Nuu-chah-nulth (Nootka) groups have occupied the sound for at least 2000 years. The largest is the Tla-o-qui-aht (Clayoquot) nation, from whom the name of the sound is derived. The first Europeans known to enter the sound were with the sea otter trader James Hanna in 1787. Attacks on visiting ships, notably the Tonquin (1811), ensured little contact for decades. A Catholic mission was established by Reverend Augustin Brabant at Hesquiat in 1875. Norwegian, Chinese, English and Japanese settlers moved into the Tofino area beginning in the 1890s. Small steamships provided early links with Victoria. After World War II, logging roads from Alberni valley reached the area; the highway was completed in 1972.

Of the many fisheries Clayoquot Sound has sustained, the most important is salmon. Floating salmon-packing plants were common in the sound until after World War II. Commercial fisheries now share the waters with aquaculture, shellfisheries and sportfishing.

All the region's forests were licensed in 1955 to 2 forest companies; nearly one-fourth of the timber in the sound has since been logged. Logging contractors move camps about the northern sound; the village of Ucluelet is the logging centre for the southern sound. Logs are trucked or transported by water to mills in Port Alberni and elsewhere.

Clayoquot Sound Dispute

The area is most widely known for a controversy over forest practices that began in the 1970s. In 1993, after much study, the BC government established a logging zone amounting to 62% of the crown land in Clayoquot Sound, including 17% earmarked for careful logging. Protected areas totalled 33%, but only 14% remains protected old-growth forest, notably the 21 km long Megin River valley (added to Strathcona Provincial Park).

The plan sparked an outcry, unprecedented for a forest land-use plan. For 5 months a nonviolent protest blocked access to the only bridge to a logging site near Kennedy Lake.
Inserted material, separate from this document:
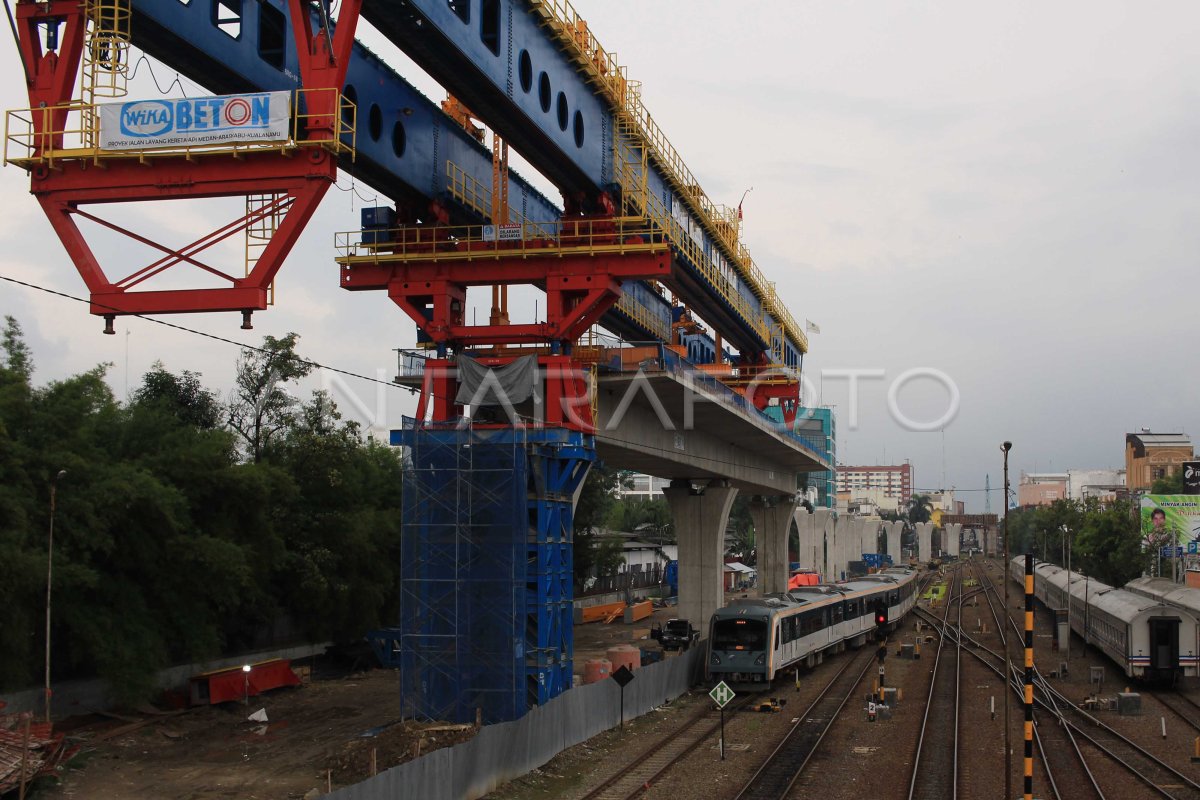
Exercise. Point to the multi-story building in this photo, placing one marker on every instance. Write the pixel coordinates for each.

Logging company Macmillan Bloedel Ltd. obtained a court injunction prohibiting blockades, and the RCMP, on instruction from the province, charged violators with criminal contempt. Thousands joined the protest. A total of 859 people were arrested, tried and convicted in BC Supreme Court -- the largest act of civil disobedience in Canadian history.

In late 1993 the Nuu-chah-nulth and the BC government signed an interim agreement providing for local Indigenous review of logging plans in the sound while the land claim is settled.

A scientific panel set up to study alternatives to clearcut logging and to establish "the best forest practices in the world" recommended an end to large-scale clearcutting. The panel's findings are being implemented amid continuing debate about the rate and methods of logging in Clayoquot Sound.

In January 2000 the entire sound, including part of Pacific Rim National Park Reserve, was designated as a biosphere reserve, adding to the global profile of the wilderness area.